Perhaps tipping the government's hand for the evolution of the Skolkovo Innovation Center during the next Putin era that begins next month, the technology hub's top executive said Wednesday that President Dmitry Medvedev should remain head of the board of trustees.
"I would like Dmitry Anatolyevich [Medvedev] to stay," Skolkovo Foundation president Viktor Vekselberg said on the sidelines of Wednesday's board of trustees meeting, RIA-Novosti reported.
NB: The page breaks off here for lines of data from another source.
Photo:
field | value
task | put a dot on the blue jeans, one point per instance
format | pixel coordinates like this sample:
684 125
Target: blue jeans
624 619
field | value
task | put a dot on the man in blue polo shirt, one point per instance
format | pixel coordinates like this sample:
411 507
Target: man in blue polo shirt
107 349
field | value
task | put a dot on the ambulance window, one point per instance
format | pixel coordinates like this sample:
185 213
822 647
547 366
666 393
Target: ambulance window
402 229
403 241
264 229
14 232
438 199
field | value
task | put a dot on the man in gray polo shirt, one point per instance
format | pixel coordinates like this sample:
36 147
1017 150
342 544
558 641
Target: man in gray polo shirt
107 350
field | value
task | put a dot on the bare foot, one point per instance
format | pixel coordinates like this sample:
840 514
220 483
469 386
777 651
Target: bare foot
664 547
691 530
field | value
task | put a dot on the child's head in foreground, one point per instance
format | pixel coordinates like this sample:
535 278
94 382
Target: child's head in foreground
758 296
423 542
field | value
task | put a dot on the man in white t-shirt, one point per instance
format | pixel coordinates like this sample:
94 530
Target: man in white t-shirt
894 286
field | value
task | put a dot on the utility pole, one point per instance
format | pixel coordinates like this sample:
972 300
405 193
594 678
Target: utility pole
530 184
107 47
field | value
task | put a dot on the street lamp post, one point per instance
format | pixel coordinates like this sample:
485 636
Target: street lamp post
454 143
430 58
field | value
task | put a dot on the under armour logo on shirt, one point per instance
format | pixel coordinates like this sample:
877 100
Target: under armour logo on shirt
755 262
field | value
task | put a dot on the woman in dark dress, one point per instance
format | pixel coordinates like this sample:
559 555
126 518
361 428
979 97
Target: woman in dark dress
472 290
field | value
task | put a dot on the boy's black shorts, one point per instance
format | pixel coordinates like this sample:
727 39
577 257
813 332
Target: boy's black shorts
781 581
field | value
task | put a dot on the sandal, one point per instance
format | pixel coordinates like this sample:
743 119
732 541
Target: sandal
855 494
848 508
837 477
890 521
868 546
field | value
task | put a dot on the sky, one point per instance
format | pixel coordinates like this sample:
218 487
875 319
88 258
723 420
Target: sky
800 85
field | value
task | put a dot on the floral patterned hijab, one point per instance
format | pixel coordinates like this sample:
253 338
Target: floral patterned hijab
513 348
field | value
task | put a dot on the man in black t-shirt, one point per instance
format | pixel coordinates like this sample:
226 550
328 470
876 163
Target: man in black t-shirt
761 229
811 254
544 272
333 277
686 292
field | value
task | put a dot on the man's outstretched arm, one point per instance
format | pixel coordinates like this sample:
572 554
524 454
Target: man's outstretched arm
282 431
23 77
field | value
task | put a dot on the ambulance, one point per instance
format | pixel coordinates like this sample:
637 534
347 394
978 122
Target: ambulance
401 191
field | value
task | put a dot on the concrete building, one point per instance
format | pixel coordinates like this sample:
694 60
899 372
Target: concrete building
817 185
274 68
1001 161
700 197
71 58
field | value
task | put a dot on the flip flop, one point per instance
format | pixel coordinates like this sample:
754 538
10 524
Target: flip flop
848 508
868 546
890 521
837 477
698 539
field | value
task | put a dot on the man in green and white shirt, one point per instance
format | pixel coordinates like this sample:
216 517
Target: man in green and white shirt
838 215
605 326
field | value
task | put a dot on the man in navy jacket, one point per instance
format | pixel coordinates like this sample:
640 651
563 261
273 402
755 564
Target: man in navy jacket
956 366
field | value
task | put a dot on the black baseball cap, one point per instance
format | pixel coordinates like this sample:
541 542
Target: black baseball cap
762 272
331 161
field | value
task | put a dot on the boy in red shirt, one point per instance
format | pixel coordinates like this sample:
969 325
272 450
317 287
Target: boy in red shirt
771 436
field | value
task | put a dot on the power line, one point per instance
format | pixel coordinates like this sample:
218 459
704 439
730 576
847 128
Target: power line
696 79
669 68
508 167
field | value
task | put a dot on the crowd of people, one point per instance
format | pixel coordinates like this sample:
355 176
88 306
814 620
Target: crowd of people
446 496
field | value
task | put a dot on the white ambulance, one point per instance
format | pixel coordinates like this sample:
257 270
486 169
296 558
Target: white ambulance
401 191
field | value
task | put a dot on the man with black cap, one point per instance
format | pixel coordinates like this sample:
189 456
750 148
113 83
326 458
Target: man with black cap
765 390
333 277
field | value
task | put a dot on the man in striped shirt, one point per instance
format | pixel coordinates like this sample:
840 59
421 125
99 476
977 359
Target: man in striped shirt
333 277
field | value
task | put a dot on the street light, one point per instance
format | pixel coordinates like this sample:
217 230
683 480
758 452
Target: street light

Medvedev in November 2009 first proposed the creation of a high-tech hub to stimulate the Russian equivalent of Silicon Valley and spearheaded the development of what has become the Skolkovo Innovation Center. The president, who chaired the board meeting, is expected to be appointed prime minister when Vladimir Putin leaves that post and becomes president in early May. Currently, Medvedev personally heads the Skolkovo board of trustees.
Speculation that President Putin might want to chair Skolkovo is not well-grounded.
The president-elect has publicly discussed his disinterest in e-mail, the Internet and technology, while Medvedev is a fan of advanced technology and a regular user of his iPad, Twitter and Facebook.
During Wednesday's board meeting, Medvedev urged more involvement of state corporations in the new institute of higher learning that Skolkovo is establishing with the Massachusetts Institute of Technology. Calling it one of Skolkovo's current "difficulties," Medvedev said there is a lack of participation by state-controlled companies in the Skolkovo Institute of Science and Technology, or SkTech.
"It's time for them to get involved in this work quickly, especially in regards to operational and strategic goals for international-level research," he said at the trustee meeting, which was broadcast live to journalists.
The president also said the innovation center's endowment fund "will allow public companies to … get access to cutting-edge developments."
At the meeting, Medvedev, Vekselberg and other Skolkovo leaders assessed the progress made over the past two years.
"Compared with what was in place a year ago, there are far more people and companies from both within Russia and from overseas," Medvedev said.
Those include tech giants such as EADS, Nokia and Ericsson that are investing money in research and development centers at Skolkovo, as well as "resident" companies, which are startup local legal entities that Skolkovo is incubating.
Resident companies now number about 430. Of those, 22 are physically housed at the Skolkovo School of Management, a graduate business school independent of the tech hub but located in the same Moscow region town as the technology center, which is under construction.
Other companies signed up as residents have said their employees work in offices in the capital and the Moscow region.
Technology isn't the main necessity for economic modernization in Russia, said Natalya Volchkova, an assistant professor of economics at the New Economic School. An improved business climate — with less corruption, fewer administrative barriers and more investment in infrastructure — is what's needed most, she said.